Came across an issue the other day that I thought I would share. When testing some Lync 2013 Enterprise Edition Pool fail-overs, an error such as this when running Invoke-CsPooolFailover:
If “doing the needful” by checking the Front End services and if applicable, the Hardware Load balancer comes back clean, where do you go with this one?
Some mentions of this error or something similar are, here and here but nothing really matched 100% or none of the solutions seemed applicable. This error did not show itself immediately after starting the failover, and several of the spawned steps of Invoke-CsPoolFailover such as hydration seemed be going through fine. Once the error hits the failover stops and the pool will remain in a failed state until you bring it back with a:
Set-CsRegistrarConfiguration -Identity “Service:Registrar:Pool1.contoso.com” -PoolState Active
Did you know you can use the Lync\SfB Logging tool to log Powershell? Lets take a look there.

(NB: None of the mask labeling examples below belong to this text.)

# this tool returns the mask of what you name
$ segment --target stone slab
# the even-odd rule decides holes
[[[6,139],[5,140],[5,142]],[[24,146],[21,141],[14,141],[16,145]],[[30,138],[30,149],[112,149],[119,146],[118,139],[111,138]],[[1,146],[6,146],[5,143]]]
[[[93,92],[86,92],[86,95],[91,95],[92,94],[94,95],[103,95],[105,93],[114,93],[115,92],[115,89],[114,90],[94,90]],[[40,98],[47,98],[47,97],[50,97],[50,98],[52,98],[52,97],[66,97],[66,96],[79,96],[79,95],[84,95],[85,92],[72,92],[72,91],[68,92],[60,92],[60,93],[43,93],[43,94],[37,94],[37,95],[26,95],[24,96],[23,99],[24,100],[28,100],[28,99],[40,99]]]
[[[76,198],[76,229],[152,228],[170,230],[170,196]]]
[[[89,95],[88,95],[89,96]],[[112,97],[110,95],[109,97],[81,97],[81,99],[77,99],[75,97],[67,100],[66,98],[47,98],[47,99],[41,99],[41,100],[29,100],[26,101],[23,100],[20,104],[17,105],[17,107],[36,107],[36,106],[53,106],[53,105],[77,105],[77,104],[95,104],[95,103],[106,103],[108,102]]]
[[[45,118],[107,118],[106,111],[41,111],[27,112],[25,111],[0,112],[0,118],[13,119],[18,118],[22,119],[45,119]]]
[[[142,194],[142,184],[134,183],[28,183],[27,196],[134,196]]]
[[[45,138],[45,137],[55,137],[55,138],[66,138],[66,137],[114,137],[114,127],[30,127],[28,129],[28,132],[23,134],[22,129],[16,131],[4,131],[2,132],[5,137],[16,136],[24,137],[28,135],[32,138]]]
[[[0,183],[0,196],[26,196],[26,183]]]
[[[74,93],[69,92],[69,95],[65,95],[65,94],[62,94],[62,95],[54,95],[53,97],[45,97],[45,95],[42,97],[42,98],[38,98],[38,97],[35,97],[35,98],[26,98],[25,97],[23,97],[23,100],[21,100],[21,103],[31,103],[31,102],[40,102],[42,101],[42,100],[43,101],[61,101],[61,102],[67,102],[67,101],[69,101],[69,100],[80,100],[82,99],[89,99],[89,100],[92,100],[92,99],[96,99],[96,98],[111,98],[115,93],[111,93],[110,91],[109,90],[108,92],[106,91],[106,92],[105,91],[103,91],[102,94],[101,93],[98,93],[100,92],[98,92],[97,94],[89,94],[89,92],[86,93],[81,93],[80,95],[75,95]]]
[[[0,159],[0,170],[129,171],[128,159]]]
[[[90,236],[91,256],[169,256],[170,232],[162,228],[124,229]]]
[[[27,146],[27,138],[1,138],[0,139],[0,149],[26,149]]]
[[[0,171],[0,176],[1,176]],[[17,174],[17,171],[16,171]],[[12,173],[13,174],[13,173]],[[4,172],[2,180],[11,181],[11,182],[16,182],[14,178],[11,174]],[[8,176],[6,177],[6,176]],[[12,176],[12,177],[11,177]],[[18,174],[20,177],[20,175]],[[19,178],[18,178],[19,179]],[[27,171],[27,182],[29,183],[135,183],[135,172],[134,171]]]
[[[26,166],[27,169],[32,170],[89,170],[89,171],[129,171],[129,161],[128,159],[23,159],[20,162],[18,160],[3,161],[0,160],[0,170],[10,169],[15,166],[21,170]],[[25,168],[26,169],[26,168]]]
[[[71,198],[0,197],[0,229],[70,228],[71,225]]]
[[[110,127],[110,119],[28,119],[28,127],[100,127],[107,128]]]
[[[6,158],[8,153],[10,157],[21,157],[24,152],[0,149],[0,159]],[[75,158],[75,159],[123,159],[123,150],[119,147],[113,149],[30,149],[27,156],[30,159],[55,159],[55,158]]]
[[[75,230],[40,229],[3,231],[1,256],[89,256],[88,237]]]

While logging with the logging tool while a cmdlet is running, additional info may be logged into the Logging Tool (dubious wording here for sure) that may not be shown in the shell window or the extended logging even with the -verbose switch. This is especially useful when running something like Invoke-CsPoolFailover which is one of those cmdlets that spawns many others as part of its run time.
Looking at the log of the pool failover while logging with the Logging Tool did show an error like this:
15225 TL_INFO(TF_COMPONENT) 21530.211A8::05/21/2015-21:07:46.988.00003bc3 (PowerShell,ConfDirManagementClientFactory.Create:confdirmanagementclientfactory.cs(112))(0000000002026B62)Creating ConfDirManagement client for address [net.tcp://pool1eefe01.contoso.com:9001].
Whats this? TCP Port 9001? What the @#$@#$ is that used for? More on that in a minute.
A simple telnet or test-netconnection showed that this port was, in fact, blocked. Once opened up between the data-centers that homed the paired pools in question, the Invoke-CsPoolFailover process worked correctly.
So what is this port for? I looked around quite a bit and turned up zip, so a shout out to Twitter and the most awesome SfB MCM\MVP Jonathan McKinney @ucomsgeek helped me by pointing out the Set-CsUserServer cmdlet. One of the switches to Set-CSUserServer is -ConfDirManagementWcfTcpPort who default value is 9001. So it appears that a modification to the conference directories is done at pool failover, and if this port is blocked between the pools, the failover will, er, fail.
This can be verified while Invoke-CsPoolFailover is running by looking at the connections on the front end running the cmdlet with a netstat -ano:
You will see connections from the “Source” FE to each “Target” FE in the corresponding pool on TCP Port 9001 as the steps are run. So the moral of this story is that this port should be considered in any planning for cross-site pool fail-overs.
Hope this helps and please let me know if you have any questions or comments.
Additional thanks to Jeremy Willey for tracking this down.